The Echo of Mika.

Chapter 1 – Flicker

Hirasaka never slept.
It only flickered.

Neon signs buzzed like dying insects, their colours bleeding across rain‑soaked pavement. The city’s heartbeat pulsed through the alleyways—sirens, distant shouting, the hum of electric rails—but beneath it all was something quieter. Something only she could hear.

A whisper.

“Kyou…ka…”

She didn’t turn. She never did. The Echo clung to her shadow like a second silhouette, small and trembling, its hollow eyes glowing faintly in the dark. It tugged at the hem of her coat with a hand that wasn’t really a hand.

She kept walking.

Her boots splashed through shallow puddles, each step measured, controlled. She moved like someone who had memorized the city’s rhythm and refused to let it touch her.

The Echo whispered again—Mika’s voice, but wrong.
Stretched.
Frayed.
As if pulled through static.

“Kyouka… don’t…”

She stopped.

Not because of the Echo.
Because the streetlight above her head flickered twice—once, twice, then died.

A curse was nearby.

She exhaled slowly, letting the cold air settle in her lungs. Her breath didn’t shake. It never did. She had trained herself out of that.

A distorted shape crawled out from behind a vending machine. Its limbs bent at angles that defied anatomy, its body a mass of writhing shadows. An Echo‑spawn—born from someone else’s grief, someone else’s wound.

It screeched, a sound like metal tearing.

Kyouka didn’t flinch.

The Echo behind her shifted, its small form trembling violently.
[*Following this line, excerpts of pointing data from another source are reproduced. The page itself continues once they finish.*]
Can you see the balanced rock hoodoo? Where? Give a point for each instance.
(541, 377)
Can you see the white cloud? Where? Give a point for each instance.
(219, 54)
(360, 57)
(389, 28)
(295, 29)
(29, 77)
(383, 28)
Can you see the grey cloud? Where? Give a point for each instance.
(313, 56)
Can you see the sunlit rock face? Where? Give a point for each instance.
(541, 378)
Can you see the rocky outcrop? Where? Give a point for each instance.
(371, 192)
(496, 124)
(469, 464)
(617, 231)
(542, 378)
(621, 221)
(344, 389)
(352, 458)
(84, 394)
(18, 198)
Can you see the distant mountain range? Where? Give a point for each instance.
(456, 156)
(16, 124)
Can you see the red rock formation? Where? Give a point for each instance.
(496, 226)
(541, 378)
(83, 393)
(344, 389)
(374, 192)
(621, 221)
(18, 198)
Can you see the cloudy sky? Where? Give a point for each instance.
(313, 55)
Its eyes widened, glowing brighter, reacting to the threat.

“Stay back,” she murmured.

Not to the monster.
To the Echo.

But it didn’t listen. It never did.

The creature lunged.

Kyouka moved with surgical precision—sidestepping, pivoting, her coat slicing through the air. She raised her hand, and the Echo surged forward, its shadow stretching, twisting, forming tendrils that lashed out with impossible speed.

The Echo struck the creature, slamming it into the pavement hard enough to crack concrete.

The monster shrieked.

The Echo shrieked back.

Kyouka’s jaw tightened.
The resonance was getting stronger.

“Enough,” she said sharply.

The Echo froze.
The creature didn’t.

It lunged again, mouth splitting open into a jagged maw.

Kyouka stepped forward, her voice cold and steady.

“Disappear.”

The Echo obeyed.

Its shadow expanded, swallowing the creature whole. The alley fell silent except for the hum of distant neon.

Kyouka lowered her hand.

The Echo returned to her side, small again, trembling. It tugged at her coat, just like Mika used to when she was scared.

Kyouka didn’t look at it.

She couldn’t.

Instead, she stared at the cracked pavement where the creature had been. The residue of emotional energy shimmered faintly—fear, despair, loneliness. Someone nearby had lost something. Someone nearby was breaking.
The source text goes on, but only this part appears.